For most of my meditating life, I've approached it with a spirit of devotion. Or at least, semi-devotion. Meaning, I viewed meditation as a means of approaching what It's All About.
I felt that maybe "It," "All," and "About" pointed to God. Maybe Nature. Maybe something else. Whatever, the act of opening myself up to it seemed deserving of a bit of reverence.
So I got into the habit of bowing before I entered my meditation area. I wasn't sure who I was bowing to – guru, God, myself, Tao, ??? – but it felt right to do so.
I've given that up. I don't know whether this is a sign of progress or of retrogression, assuming there's any direction signs on a meditative path, but here's my current attitude.
It's a work out. Just as I exercise my body several times a week at an athletic club, so do I spend some time every morning putting my psyche through some concentrative/contemplative paces.
I've written about how meditation teaches the brain new tricks. It also seems to increase brain size. (For some reason I don't get junk email about this, in contrast to pitches for increasing the size of another organ.)
The brain size study looked at meditators who practiced Buddhist insight meditation, which the article says "focuses on whatever is there, like noise or body sensations. It doesn't involve 'om,' other mantras, or chanting."
But I suspect the same benefits to the gray matter would accrue from just about any form of meditative practice. A researcher says:
"The goal is to pay attention to sensory experience, rather than to your thoughts about the sensory experience," Lazar explains. "For example, if you suddenly hear a noise, you just listen to it rather than thinking about it. If your leg falls asleep, you just notice the physical sensations. If nothing is there, you pay attention to your breathing." Successful meditators get used to not thinking or elaborating things in their mind.
Religion is based on thinking, concepts, imagination, visualization, anticipation. You're told what a supposed divinity is like, and you try to tune yourself into this entity that isn't there – but is promised to await you around the corner.
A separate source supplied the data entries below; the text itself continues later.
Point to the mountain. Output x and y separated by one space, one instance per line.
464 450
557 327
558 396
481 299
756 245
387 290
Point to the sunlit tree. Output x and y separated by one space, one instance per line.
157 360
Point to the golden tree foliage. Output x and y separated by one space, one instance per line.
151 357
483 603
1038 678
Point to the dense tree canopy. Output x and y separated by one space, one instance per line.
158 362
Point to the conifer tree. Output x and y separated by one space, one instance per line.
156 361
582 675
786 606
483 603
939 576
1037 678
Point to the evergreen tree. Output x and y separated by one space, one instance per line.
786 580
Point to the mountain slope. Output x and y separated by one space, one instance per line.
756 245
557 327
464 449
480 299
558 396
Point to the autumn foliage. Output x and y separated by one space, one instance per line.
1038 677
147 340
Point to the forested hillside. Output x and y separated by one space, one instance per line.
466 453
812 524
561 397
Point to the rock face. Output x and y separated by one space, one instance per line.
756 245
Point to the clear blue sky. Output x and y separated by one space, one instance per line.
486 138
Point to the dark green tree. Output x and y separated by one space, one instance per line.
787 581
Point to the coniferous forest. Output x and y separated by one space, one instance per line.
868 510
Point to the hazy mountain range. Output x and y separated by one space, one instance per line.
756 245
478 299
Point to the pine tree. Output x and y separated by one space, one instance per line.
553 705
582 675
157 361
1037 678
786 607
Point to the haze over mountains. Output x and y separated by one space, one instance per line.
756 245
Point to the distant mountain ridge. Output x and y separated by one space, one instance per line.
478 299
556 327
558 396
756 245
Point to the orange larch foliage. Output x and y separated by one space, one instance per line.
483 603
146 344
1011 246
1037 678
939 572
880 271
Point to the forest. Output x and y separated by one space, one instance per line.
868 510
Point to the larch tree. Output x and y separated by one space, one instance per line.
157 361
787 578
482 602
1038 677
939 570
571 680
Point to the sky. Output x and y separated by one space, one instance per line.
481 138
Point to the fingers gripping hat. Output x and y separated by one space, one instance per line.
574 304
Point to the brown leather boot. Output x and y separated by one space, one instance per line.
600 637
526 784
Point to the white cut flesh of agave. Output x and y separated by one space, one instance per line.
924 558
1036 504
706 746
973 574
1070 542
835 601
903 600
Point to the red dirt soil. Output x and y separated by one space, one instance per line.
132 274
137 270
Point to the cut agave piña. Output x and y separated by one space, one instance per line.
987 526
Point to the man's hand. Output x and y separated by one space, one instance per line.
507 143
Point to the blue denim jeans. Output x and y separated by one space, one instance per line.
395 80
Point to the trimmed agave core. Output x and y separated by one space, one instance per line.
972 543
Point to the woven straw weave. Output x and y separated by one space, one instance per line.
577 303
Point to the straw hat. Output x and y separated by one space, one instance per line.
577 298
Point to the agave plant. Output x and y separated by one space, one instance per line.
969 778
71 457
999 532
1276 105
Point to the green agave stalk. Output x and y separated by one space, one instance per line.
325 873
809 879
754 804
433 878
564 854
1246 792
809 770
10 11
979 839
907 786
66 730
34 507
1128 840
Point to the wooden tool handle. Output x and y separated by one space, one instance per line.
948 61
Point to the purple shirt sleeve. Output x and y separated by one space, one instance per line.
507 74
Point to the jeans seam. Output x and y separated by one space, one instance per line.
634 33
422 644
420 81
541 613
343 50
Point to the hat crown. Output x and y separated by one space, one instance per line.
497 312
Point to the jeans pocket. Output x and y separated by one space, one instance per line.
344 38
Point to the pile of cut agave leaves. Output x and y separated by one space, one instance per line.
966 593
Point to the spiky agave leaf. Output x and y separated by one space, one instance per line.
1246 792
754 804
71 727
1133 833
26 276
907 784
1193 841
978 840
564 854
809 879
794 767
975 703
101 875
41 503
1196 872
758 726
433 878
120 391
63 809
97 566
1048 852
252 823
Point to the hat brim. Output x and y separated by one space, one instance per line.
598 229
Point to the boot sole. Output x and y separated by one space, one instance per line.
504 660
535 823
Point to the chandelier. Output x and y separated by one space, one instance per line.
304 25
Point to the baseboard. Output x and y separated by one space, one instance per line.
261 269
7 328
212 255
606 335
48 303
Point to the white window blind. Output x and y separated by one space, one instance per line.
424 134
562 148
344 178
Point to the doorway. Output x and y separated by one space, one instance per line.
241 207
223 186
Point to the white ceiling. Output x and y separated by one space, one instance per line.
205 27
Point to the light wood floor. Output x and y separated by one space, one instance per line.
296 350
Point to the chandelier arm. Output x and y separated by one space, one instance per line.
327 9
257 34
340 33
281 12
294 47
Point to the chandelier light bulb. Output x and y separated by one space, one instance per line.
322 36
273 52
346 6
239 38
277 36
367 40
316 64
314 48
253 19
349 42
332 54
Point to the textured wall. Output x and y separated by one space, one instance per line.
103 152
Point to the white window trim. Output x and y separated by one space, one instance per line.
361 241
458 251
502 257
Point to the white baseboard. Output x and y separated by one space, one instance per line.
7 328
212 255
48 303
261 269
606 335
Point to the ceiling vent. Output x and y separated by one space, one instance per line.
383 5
All that is exactly the "elaborating things in their mind" that meditators try to avoid. So it's an antidote to religious fantasy, when practiced correctly.
A healthy work out.
As a living part of the engine of the universe, we also dance around the stillness at the core of ourselves. The core is what we seek during meditation just as a galaxy dances around its own core; it realizes its core by first expressing all of its forces, then turning them inward.
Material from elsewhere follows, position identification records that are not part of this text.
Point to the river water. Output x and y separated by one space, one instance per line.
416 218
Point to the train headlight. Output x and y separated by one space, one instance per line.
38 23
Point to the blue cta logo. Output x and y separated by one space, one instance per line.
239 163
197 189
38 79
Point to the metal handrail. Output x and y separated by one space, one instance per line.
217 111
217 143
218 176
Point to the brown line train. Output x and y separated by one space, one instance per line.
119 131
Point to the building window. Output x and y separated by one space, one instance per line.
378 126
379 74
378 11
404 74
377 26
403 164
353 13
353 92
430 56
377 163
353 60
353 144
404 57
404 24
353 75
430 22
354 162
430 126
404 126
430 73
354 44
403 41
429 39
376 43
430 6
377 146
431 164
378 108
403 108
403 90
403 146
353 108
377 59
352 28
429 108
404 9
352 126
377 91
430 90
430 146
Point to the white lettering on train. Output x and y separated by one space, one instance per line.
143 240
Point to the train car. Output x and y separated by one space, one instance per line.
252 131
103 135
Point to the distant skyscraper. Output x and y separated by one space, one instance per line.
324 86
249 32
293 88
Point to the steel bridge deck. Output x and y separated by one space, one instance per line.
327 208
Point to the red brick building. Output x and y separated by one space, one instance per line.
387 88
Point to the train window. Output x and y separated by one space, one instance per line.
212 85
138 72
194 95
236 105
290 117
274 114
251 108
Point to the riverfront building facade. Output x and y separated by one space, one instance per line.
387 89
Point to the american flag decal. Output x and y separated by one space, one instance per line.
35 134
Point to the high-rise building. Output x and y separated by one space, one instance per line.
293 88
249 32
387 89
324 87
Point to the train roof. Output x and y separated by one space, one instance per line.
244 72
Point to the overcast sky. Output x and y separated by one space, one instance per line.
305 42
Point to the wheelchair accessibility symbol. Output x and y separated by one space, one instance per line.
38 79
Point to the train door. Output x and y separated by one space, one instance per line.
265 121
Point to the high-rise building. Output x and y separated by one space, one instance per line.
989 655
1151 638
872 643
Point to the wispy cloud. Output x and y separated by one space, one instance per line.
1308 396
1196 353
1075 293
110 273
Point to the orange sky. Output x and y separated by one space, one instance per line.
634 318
By the same token, we gain our forces, as you do through proper diet and exercise. Then you seek your center through meditation. In doing so, you bring all your forces to your core.
In Taijiquan, we begin from Wuji, which is the core. In this moving meditation, we "dance" around the core. The core contains our stillness although we are moving; the core is not part of the physical body, yet is at the center of physicality, and equipotential major groove, or a neutral point - just like the center of a galaxy.
When meditating, all that you have learned, all that you have experienced, all that you are is turned inward to charge your own "neutral point" even further, so that your center is unmistakable.
Posted by: | July 13, 2008 at 01:15 PM
hello Brian - just as an off-topic question, was wondering what happened to the forum?!?
Thanks.
Posted by: Manjit | July 14, 2008 at 02:55 PM
Manjit, it's still there -- just rarely used. See:
http://www.websitetoolbox.com/mb/churchless
I took down the post plugging the discussion forum that I'd pinned to the top of the main blog page, because it was sort of distracting. And the lack of forum discussing showed that hardly anyone was paying attention to it.